Use this section to provide overall comments, discuss strengths/weaknesses of the study, novelty, significance, general execution and scholarship. You may also include additional comments for the author, including concerns about dual publication, research ethics, or publication ethics. If requesting major revision, please articulate the new experiments that are needed.

Reviewer #1: In this manuscript, Mode and colleagues have investigated whether the worldwide bacterial pathogen Brucella abortus generates persisters in response to clinically relevant antibiotic treatments during its intracellular cycle in macrophages as the potential cellular basis for relapses associated with antibiotherapies against human brucellosis. Using a combination of advanced, automated microscopy-based analyses of dual fluorescent reporters and enumeration of viable bacteria, the authors report that i) Brucella’s intracellular niche in RAW264.7 cells provides partial protection against antibiotics, which do not fully inhibit bacterial replication, ii) a subpopulation of intracellular bacteria remains metabolically active and cultivable, iii) Brucella form persister cells in culture and intracellularly that fully retain their infection capabilities. Based in these findings, they conclude that Brucella intracellular persisters may constitute a population that mediates relapses associated with brucellosis, despite antibiotic therapies, and suggest changes in clinical practices.
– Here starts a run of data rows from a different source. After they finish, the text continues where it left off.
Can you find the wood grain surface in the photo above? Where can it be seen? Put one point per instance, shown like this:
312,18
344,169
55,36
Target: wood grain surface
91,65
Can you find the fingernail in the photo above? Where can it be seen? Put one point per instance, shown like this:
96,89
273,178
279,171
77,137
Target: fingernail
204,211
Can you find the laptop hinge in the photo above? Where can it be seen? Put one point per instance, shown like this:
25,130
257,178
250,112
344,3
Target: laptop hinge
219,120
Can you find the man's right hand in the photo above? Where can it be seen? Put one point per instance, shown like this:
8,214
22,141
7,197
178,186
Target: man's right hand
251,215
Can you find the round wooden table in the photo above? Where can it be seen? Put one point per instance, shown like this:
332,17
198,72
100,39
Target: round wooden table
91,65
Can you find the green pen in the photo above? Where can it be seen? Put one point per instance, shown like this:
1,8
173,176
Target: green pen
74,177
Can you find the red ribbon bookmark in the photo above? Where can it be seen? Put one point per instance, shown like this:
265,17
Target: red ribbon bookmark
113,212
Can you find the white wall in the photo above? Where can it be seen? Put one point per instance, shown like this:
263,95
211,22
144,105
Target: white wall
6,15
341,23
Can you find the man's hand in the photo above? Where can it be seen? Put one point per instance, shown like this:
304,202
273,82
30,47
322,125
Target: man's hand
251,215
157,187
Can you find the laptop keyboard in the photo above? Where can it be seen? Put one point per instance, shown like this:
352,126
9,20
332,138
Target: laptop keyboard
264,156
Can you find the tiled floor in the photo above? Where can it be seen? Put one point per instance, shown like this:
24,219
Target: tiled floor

This manuscript is clearly written and reports a well-designed and performed study that provides convincing evidence that a subpopulation of cultured or intracellular B. abortus display features consistent with a “persister” phenotype. As this study focuses on clinically relevant antibiotics and intracellular bacteria, it provides new information relevant to the treatment of brucellosis. I have a few concerns with the design of the microscopy-based detection of persisters and conclusions related to the intracellular source of persisters that need to be addressed, as detailed below.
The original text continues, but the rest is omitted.